Lo que entonces era una corriente emergente lleva dos décadas siendo mainstream. El cine coreano ganó la Palma de Oro y el Oscar. El cine de terror asiático moldeó una generación entera de directores occidentales. Gorina lo veía venir.
El cine español: siempre los mismos, siempre los mismos temas
La parte más dura de la entrevista fue sobre el cine español. Poco ambicioso temáticamente, monótono, encerrado en tres géneros: comedia, policíaco, drama social.
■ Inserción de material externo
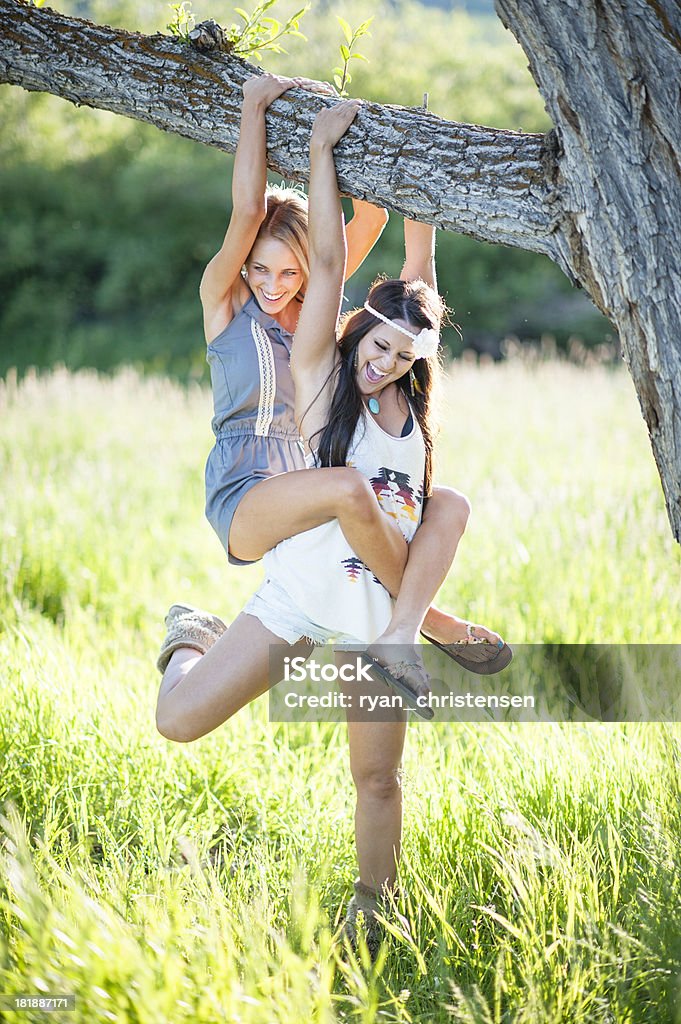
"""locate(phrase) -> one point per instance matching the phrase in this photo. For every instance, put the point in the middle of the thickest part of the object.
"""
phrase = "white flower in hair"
(425, 342)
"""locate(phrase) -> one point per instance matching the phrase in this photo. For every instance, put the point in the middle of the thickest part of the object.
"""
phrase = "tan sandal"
(475, 653)
(188, 627)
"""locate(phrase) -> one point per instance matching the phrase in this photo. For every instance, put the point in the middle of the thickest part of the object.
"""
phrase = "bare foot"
(450, 629)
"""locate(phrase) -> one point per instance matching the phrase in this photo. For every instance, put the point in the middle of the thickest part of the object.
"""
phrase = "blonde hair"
(286, 220)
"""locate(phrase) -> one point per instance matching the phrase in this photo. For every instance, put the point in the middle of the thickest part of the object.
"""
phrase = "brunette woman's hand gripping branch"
(314, 353)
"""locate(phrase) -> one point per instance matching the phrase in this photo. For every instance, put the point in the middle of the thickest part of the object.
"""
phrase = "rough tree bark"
(600, 195)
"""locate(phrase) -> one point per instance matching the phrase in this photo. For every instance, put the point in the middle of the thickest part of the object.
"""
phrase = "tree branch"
(492, 184)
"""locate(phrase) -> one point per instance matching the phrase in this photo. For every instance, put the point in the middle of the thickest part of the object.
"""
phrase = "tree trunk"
(600, 195)
(609, 72)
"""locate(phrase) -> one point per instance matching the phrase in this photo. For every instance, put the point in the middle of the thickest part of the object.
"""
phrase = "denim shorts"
(272, 606)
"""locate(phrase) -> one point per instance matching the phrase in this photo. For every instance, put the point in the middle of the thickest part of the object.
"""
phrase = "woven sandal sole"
(484, 666)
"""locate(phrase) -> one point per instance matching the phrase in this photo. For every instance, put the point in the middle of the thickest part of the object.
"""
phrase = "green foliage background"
(108, 223)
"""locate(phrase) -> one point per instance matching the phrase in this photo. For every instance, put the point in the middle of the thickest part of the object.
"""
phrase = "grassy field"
(204, 883)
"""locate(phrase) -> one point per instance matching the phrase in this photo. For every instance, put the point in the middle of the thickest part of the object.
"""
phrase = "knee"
(451, 505)
(378, 784)
(171, 728)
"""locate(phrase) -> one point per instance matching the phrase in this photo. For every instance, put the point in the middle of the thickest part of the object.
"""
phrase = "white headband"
(425, 342)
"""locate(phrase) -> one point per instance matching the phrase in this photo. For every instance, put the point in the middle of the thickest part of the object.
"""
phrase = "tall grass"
(540, 879)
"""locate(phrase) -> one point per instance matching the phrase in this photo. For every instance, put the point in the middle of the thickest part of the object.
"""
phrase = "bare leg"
(430, 556)
(291, 503)
(376, 751)
(199, 692)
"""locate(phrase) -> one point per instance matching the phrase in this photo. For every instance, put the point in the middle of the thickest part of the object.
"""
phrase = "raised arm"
(314, 351)
(363, 232)
(221, 282)
(419, 253)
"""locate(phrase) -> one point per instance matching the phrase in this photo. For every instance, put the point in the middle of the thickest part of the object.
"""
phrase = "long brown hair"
(419, 305)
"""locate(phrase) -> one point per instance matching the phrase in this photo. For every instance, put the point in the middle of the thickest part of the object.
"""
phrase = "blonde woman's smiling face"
(384, 354)
(274, 275)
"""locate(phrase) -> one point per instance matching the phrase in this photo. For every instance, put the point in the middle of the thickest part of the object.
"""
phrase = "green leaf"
(347, 31)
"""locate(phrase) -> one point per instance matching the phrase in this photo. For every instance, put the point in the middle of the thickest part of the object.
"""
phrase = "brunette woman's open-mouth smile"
(373, 375)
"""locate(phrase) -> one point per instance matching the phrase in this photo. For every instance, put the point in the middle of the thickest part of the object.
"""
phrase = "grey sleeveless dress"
(255, 432)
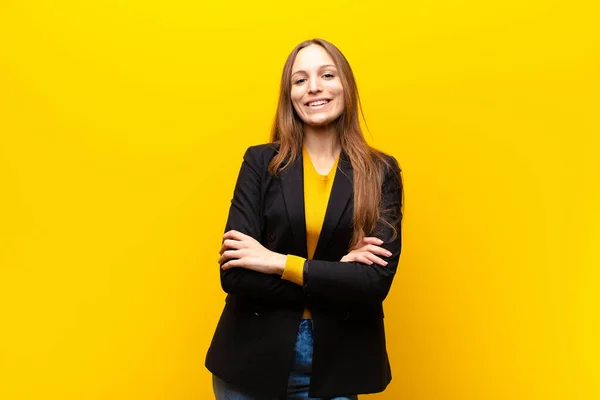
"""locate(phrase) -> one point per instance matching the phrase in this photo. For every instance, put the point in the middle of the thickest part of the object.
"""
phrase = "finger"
(376, 260)
(231, 264)
(378, 250)
(233, 234)
(372, 240)
(363, 259)
(228, 255)
(231, 244)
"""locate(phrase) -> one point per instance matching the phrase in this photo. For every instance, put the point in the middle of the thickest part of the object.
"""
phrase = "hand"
(240, 250)
(367, 252)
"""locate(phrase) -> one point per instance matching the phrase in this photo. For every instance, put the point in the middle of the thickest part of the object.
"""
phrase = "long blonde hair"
(368, 164)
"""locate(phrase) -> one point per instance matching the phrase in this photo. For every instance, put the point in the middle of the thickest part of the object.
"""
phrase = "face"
(317, 92)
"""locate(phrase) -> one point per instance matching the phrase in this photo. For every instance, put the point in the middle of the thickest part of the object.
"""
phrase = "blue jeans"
(299, 377)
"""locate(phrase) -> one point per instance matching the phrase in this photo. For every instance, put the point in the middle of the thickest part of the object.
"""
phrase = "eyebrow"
(321, 67)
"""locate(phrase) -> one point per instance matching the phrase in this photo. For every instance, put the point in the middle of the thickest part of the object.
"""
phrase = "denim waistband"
(305, 325)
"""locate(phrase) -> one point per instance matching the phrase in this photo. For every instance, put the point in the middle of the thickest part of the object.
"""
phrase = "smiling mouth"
(317, 103)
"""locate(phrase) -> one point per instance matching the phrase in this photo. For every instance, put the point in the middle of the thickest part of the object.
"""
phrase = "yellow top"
(317, 189)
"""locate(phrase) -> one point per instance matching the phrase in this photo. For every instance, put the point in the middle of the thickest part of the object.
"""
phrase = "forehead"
(311, 57)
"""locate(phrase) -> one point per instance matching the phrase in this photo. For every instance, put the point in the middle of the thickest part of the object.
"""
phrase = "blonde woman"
(312, 243)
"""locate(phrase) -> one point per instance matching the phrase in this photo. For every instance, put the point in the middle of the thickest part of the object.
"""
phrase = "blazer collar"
(292, 181)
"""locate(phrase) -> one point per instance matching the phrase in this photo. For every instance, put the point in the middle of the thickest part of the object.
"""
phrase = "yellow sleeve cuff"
(294, 269)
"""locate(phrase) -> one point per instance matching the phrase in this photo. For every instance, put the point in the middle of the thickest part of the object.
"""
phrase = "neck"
(322, 141)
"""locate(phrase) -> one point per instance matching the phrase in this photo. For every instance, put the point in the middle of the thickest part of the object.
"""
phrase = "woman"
(303, 316)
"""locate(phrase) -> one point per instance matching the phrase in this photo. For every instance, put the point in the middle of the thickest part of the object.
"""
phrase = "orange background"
(122, 127)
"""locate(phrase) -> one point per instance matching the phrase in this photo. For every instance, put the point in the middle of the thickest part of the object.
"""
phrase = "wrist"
(279, 261)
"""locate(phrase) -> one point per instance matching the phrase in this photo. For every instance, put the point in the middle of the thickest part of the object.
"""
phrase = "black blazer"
(253, 345)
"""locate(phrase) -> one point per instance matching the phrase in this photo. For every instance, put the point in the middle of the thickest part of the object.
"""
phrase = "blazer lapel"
(341, 192)
(292, 182)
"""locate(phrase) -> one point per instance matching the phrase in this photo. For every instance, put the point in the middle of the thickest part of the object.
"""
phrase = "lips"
(317, 102)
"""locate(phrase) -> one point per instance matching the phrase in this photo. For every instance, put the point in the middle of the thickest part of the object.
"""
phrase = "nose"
(314, 86)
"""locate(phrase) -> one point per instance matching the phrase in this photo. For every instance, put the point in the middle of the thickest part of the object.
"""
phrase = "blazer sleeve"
(244, 216)
(356, 281)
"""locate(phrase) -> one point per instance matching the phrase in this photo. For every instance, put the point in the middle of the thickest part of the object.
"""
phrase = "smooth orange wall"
(122, 127)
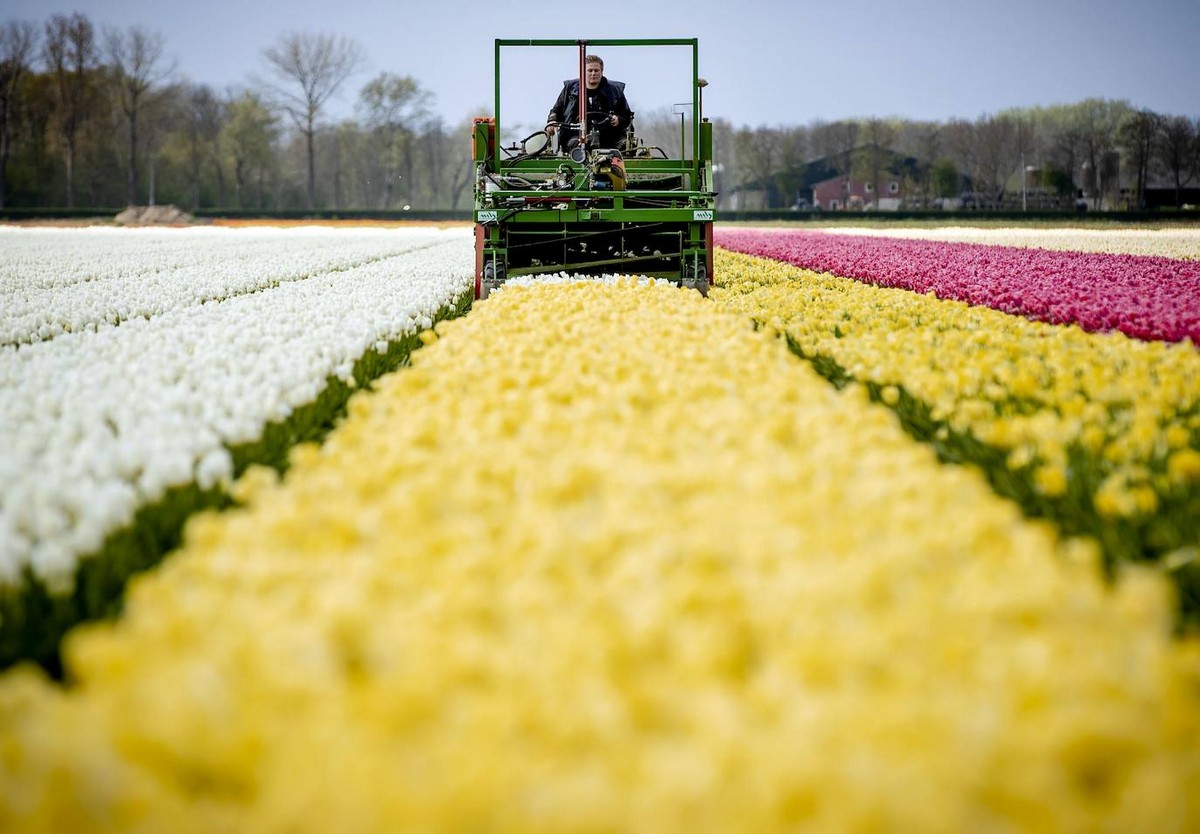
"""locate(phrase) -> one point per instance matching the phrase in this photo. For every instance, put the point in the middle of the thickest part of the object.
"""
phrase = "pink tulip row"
(1144, 297)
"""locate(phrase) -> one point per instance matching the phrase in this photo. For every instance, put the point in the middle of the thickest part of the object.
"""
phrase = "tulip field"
(894, 531)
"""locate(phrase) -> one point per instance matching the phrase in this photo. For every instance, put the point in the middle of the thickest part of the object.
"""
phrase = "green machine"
(565, 204)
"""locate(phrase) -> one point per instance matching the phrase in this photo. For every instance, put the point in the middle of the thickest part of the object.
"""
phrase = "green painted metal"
(547, 211)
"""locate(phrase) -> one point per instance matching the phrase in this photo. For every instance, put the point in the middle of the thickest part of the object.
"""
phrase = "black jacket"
(607, 97)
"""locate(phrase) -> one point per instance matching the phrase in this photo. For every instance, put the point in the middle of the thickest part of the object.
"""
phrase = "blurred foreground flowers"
(609, 559)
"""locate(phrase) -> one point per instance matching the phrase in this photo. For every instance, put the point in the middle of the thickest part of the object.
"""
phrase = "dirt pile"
(153, 215)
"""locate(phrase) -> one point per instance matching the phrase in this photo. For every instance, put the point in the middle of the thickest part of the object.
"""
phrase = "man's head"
(593, 71)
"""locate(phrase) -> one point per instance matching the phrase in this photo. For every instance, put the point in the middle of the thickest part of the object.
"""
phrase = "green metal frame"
(684, 213)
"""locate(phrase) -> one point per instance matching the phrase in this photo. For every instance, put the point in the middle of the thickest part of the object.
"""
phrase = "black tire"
(695, 276)
(493, 276)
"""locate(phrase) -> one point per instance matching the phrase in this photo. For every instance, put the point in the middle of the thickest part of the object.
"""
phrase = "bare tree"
(71, 54)
(923, 141)
(203, 117)
(759, 150)
(1139, 136)
(394, 108)
(997, 141)
(1177, 151)
(138, 66)
(961, 147)
(17, 42)
(879, 137)
(1098, 120)
(837, 142)
(249, 137)
(318, 64)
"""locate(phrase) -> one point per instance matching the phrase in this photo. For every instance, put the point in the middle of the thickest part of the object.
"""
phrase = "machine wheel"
(493, 276)
(695, 276)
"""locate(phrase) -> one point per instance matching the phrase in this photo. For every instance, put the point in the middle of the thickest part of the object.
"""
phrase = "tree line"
(100, 119)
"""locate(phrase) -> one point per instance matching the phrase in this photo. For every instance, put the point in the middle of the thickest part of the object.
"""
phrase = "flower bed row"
(59, 281)
(113, 437)
(1143, 297)
(1182, 244)
(1096, 431)
(609, 559)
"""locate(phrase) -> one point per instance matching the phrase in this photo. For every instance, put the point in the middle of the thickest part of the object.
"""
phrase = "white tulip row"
(96, 424)
(1182, 244)
(59, 281)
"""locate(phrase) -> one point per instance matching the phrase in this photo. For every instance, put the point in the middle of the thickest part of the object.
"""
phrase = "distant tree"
(960, 141)
(318, 65)
(922, 141)
(877, 138)
(451, 169)
(837, 142)
(1057, 180)
(1138, 137)
(202, 118)
(996, 139)
(395, 109)
(71, 54)
(759, 151)
(793, 154)
(1179, 153)
(945, 178)
(247, 138)
(18, 40)
(138, 65)
(1097, 120)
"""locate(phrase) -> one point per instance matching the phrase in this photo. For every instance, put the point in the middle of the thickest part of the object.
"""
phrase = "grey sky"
(767, 63)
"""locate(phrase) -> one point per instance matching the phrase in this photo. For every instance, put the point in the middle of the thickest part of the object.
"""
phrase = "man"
(604, 97)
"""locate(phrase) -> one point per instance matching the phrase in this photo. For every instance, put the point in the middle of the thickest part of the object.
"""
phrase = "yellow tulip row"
(1037, 391)
(606, 558)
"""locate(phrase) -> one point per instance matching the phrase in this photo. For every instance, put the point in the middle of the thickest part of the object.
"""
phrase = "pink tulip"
(1147, 298)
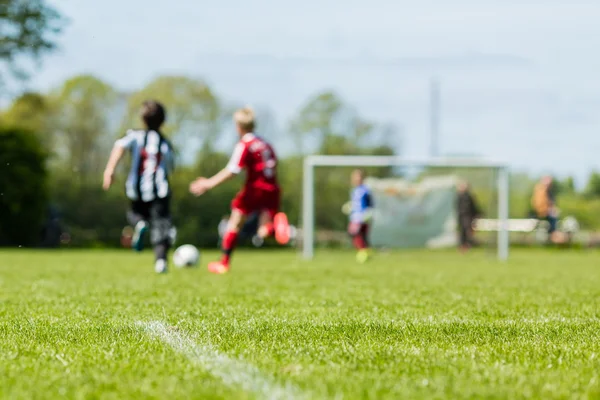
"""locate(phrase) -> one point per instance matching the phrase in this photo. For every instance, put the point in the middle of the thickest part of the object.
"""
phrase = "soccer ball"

Guiones sin revisar, actores muy buenos pero mal dirigidos, y una endogamia creativa que Gorina describió sin piedad:
"Son siempre los mismos."
Y cuando le pregunto si no habría que evitar decirlo en voz alta, su respuesta es seca: "Y lo digamos."
Lo mismo aplicaba al teatro y la televisión catalanas: el Institut del Teatre formaba actores excelentes que acababan siendo clones entre sí, porque la escuela enseñaba a seguir un patrón en lugar de desarrollar una personalidad propia.
Dos décadas después, la conversación sobre el centralismo creativo del audiovisual español —quién entra, quién no, quién repite y quién desaparece— sigue siendo exactamente la misma.
Una entrevista de 2005 que suena a hoy
Escucho esta grabación y pienso en todo lo que Gorina tenía claro cuando aún no había pasado. La desaparición del soporte físico. El modelo de suscripción como negocio inevitable. La hegemonía del cine asiático. La endogamia del audiovisual español. La necesidad de guionistas que reescriban veinticinco veces antes de rodar.
No fue profecía. Fue observación. La diferencia entre un buen crítico y un mal crítico es exactamente esa: los buenos no predicen, describen lo que ya está ocurriendo antes de que los demás lo vean.
Esta entrevista forma parte de mi archivo sonoro de más de veinte años haciendo podcasts y entrevistas. La recupero aquí porque merece ser escuchada, y porque hay pocas cosas más útiles que saber lo que ya se sabía.